Osteomyelitis of the lower and upper jaw: causes, symptoms and treatment

Osteomyelitis is infectious, is classified into several main types and is most often manifested in the male part of the population. The tactics for treating jaw osteomyelitis depend on the severity of the symptoms and etiology of the disease.

Human jaw

What is osteomyelitis of the jaw

Osteomyelitis in dentistry is an inflammation of the bone tissue of the jaw of an infectious and purulent nature. Pathogens include:

  • staphylococci;
  • E. coli;
  • tubercle bacillus;
  • rickettsia;
  • streptococci;
  • Pseudomonas aeruginosa;
  • Klebsiella;
  • gram-negative bacteria;
  • viruses.

Jaw osteomyelitis

Most often, streptococcal and staphylococcal infections of the jaw tissue are found. Often, the disease leads to a generalization of the infection, which causes infection of the entire skeletal system of a person and tissues located nearby.

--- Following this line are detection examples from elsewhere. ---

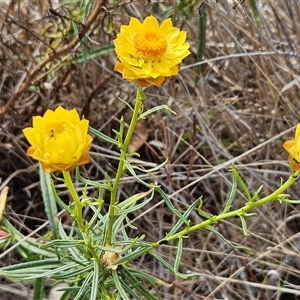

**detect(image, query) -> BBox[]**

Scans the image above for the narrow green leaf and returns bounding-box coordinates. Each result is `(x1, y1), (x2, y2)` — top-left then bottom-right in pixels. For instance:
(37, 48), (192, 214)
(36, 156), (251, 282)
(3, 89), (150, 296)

(33, 278), (45, 300)
(89, 126), (118, 146)
(111, 270), (129, 300)
(174, 237), (188, 279)
(74, 271), (94, 300)
(205, 226), (250, 252)
(220, 166), (237, 214)
(195, 2), (206, 84)
(231, 169), (252, 202)
(154, 187), (189, 226)
(168, 197), (202, 236)
(239, 215), (250, 236)
(90, 261), (99, 300)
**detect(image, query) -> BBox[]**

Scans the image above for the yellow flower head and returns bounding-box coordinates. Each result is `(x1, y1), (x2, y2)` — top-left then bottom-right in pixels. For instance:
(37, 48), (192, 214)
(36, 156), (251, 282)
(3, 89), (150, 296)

(283, 124), (300, 172)
(23, 106), (93, 172)
(114, 16), (190, 87)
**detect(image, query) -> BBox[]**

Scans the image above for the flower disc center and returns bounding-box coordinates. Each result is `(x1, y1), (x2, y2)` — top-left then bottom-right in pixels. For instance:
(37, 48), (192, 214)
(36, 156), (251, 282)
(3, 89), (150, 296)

(134, 30), (167, 60)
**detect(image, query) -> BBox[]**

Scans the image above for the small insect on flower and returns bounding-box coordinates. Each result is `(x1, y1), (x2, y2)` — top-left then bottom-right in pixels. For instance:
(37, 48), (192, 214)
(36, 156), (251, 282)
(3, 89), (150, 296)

(114, 16), (190, 87)
(23, 106), (93, 172)
(283, 124), (300, 172)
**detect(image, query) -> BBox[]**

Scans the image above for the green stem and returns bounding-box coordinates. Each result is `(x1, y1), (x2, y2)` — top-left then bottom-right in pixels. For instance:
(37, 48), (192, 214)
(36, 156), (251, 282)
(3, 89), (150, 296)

(63, 171), (99, 261)
(152, 173), (299, 248)
(63, 171), (84, 232)
(106, 87), (145, 245)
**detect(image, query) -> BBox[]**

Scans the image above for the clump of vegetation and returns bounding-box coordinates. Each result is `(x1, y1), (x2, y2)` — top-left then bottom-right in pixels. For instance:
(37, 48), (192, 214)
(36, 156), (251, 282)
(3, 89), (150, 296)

(0, 0), (300, 299)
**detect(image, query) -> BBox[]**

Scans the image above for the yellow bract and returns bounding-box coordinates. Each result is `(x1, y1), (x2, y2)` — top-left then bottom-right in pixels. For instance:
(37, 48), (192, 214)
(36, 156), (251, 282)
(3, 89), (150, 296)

(114, 16), (190, 87)
(283, 124), (300, 172)
(23, 106), (93, 172)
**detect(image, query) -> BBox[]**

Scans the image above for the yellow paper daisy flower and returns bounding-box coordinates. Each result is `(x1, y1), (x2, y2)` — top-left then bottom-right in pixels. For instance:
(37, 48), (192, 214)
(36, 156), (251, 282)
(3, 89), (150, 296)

(114, 16), (190, 87)
(23, 106), (93, 172)
(283, 124), (300, 172)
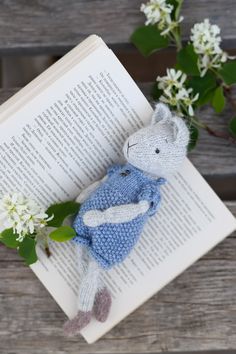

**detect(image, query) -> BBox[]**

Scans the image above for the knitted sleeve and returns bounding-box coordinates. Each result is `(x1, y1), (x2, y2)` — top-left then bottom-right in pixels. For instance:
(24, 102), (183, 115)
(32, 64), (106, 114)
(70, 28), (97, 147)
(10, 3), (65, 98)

(138, 178), (166, 216)
(107, 165), (122, 177)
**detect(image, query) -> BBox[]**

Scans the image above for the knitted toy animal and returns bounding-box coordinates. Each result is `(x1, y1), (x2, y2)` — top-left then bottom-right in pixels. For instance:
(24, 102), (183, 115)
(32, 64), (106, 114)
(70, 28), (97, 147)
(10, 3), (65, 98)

(64, 104), (189, 335)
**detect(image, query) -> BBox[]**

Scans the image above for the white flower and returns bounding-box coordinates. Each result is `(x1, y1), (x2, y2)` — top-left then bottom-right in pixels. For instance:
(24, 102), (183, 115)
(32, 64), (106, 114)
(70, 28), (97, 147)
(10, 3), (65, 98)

(157, 69), (199, 116)
(140, 0), (183, 35)
(0, 193), (53, 242)
(190, 19), (233, 77)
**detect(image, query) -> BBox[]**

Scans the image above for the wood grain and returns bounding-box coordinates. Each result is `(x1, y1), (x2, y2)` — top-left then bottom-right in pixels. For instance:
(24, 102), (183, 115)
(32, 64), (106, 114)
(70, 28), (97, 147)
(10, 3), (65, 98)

(0, 202), (236, 354)
(0, 0), (236, 55)
(0, 84), (236, 354)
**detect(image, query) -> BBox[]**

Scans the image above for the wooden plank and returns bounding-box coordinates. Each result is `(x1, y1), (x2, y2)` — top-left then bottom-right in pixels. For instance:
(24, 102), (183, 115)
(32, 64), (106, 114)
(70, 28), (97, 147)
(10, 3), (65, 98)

(0, 84), (236, 185)
(0, 202), (236, 354)
(0, 0), (236, 54)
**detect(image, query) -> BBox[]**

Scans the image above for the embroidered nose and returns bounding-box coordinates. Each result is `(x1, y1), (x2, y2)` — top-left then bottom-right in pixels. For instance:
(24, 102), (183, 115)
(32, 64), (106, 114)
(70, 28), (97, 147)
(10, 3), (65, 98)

(127, 142), (138, 155)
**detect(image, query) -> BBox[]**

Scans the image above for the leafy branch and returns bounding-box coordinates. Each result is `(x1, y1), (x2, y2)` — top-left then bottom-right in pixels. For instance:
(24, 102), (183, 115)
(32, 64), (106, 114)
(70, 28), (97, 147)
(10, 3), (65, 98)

(0, 193), (80, 265)
(131, 0), (236, 148)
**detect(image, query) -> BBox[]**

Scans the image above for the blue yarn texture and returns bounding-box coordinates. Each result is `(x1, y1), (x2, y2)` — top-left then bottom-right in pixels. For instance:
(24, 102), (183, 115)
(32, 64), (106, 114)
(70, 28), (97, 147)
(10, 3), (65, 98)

(73, 163), (165, 269)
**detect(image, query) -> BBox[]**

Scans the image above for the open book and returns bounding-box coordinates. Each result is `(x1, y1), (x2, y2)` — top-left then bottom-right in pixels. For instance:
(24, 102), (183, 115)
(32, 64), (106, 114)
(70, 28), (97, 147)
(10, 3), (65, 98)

(0, 35), (236, 343)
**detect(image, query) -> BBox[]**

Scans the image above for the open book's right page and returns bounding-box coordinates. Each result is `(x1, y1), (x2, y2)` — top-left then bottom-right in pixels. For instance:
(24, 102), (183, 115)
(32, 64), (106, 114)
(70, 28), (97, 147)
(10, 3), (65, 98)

(83, 159), (236, 342)
(0, 37), (236, 342)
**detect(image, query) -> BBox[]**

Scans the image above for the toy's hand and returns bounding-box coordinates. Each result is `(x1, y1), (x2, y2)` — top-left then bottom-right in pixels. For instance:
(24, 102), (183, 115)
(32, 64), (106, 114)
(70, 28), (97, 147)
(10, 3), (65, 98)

(83, 210), (106, 227)
(83, 200), (150, 227)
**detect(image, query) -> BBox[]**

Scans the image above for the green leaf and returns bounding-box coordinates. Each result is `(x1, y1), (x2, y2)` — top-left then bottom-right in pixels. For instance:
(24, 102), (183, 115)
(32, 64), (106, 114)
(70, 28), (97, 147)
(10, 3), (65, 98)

(130, 25), (169, 56)
(211, 86), (225, 113)
(0, 229), (19, 248)
(187, 72), (216, 107)
(151, 82), (163, 100)
(228, 117), (236, 137)
(218, 60), (236, 85)
(46, 202), (80, 227)
(177, 44), (200, 76)
(48, 226), (76, 242)
(188, 125), (199, 151)
(18, 236), (38, 265)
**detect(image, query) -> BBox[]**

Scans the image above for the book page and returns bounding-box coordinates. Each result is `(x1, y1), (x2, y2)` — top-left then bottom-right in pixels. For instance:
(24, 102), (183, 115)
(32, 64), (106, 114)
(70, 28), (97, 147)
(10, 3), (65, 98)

Osteomyelitis is a multifactorial disease, the probability of its development is affected by:

  • infection by pathogenic microorganisms;
  • the state of the immune system;
  • violation of local blood circulation.

Causes of occurrence

Maxillary osteomyelitis occurs due to the penetration of pathogenic bacteria or viruses into the body. The further course of the disease depends on the state of human immunity. If it is in order, then the disease goes into a chronic stage or does not develop at all. But with immunodeficiency, the inflammatory process will begin to progress.

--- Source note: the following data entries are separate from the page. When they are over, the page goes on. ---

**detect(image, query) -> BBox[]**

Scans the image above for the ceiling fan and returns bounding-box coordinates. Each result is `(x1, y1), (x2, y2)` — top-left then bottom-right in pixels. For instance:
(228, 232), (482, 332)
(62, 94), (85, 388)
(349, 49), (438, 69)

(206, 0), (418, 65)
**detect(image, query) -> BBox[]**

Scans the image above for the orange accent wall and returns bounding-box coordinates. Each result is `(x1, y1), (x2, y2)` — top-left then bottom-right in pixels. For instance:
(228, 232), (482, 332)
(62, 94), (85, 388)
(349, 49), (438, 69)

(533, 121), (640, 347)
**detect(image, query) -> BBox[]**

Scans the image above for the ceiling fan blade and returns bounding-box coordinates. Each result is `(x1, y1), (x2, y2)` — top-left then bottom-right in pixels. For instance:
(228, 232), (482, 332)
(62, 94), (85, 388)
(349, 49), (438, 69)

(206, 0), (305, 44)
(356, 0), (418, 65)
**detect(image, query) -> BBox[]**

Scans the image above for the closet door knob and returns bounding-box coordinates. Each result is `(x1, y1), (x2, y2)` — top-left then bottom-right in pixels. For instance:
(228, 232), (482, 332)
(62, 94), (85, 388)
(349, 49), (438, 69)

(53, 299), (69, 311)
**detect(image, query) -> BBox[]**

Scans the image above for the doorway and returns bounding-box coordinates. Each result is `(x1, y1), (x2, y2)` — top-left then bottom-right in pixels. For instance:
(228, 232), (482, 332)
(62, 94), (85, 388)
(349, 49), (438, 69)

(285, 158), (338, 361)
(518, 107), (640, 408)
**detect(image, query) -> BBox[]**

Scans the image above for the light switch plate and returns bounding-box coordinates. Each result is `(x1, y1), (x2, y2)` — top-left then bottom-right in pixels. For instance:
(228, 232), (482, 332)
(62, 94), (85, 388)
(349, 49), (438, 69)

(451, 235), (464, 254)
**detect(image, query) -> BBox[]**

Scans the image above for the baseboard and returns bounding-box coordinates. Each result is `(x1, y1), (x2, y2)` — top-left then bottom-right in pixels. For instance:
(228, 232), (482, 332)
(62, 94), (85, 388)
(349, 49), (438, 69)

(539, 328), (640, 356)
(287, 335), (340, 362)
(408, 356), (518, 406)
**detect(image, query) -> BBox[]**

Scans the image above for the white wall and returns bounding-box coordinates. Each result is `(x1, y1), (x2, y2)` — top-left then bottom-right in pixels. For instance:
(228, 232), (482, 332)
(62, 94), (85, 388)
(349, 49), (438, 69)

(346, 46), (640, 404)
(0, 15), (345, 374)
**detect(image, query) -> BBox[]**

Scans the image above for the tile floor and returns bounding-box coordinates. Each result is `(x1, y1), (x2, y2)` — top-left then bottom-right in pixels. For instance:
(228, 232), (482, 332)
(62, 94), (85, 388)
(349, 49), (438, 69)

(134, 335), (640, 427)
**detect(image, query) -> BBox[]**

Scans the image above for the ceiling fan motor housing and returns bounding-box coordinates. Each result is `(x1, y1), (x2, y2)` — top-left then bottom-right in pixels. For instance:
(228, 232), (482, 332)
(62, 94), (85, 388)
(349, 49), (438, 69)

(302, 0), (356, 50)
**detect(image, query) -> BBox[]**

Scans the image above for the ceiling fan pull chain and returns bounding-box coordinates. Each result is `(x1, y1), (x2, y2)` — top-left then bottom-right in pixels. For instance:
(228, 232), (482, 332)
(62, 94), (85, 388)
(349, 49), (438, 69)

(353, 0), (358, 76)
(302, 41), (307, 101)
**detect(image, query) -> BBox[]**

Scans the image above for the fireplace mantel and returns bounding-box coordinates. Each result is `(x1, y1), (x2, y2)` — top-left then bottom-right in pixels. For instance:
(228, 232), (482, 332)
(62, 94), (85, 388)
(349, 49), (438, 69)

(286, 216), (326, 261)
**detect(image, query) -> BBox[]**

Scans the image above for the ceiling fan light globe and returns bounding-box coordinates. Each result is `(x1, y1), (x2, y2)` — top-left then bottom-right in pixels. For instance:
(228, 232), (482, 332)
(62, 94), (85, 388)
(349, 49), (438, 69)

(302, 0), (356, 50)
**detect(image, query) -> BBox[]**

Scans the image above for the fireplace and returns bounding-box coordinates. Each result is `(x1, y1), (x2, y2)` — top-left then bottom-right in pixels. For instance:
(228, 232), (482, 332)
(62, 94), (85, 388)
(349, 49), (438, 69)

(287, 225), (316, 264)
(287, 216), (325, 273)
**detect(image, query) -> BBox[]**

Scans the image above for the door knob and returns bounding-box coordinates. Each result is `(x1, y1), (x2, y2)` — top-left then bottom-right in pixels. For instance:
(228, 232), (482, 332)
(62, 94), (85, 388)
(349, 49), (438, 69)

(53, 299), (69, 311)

What diseases provoke osteomyelitis

All causes of osteomyelitis can be divided into several varieties:

The name of the group of causes of the disease Description
Odontogenic

The source of infection is a bad tooth. Harmful substances enter the bone through the pulp when:

  • pulp;
  • alveolitis;
  • periodontitis;
  • tooth root cyst.
Hematogenous

Pathogens enter the skeletal system from the primary source of inflammation:

  • tonsillitis (chronic and acute form of the disease);
  • furunculosis;
  • otitis;
  • scarlet fever;
  • flu;
  • omphalitis.
Traumatic
  • jaw fractures;
  • deep cuts;
  • gunshot wounds;
  • damage to the nasal mucosa;
  • infection during surgery.
Beam They are associated with oncological formations in the maxillofacial region and with subsequent chemical and radiation therapy. Cells can develop into cancerous ones.
Toxic Against the background of taking narcotic drugs.

The tactics of treatment depend on an accurate diagnosis, but for any type of pathology, you must first destroy the source of inflammation, and only then act on organs and systems that were infected a second time. If the patient suffers from diabetes mellitus, pathology of the blood-forming organs or cancer, the prognosis worsens.

Osteomyelitis after tooth extraction

Osteomyelitis can occur after tooth extraction. In this case, the infection enters the hole due to insufficient quality of treatment of the oral cavity.Pathogens enter the bone tissue from the hole. One of the main signs of the disease is increased mobility of the teeth located next to the hole.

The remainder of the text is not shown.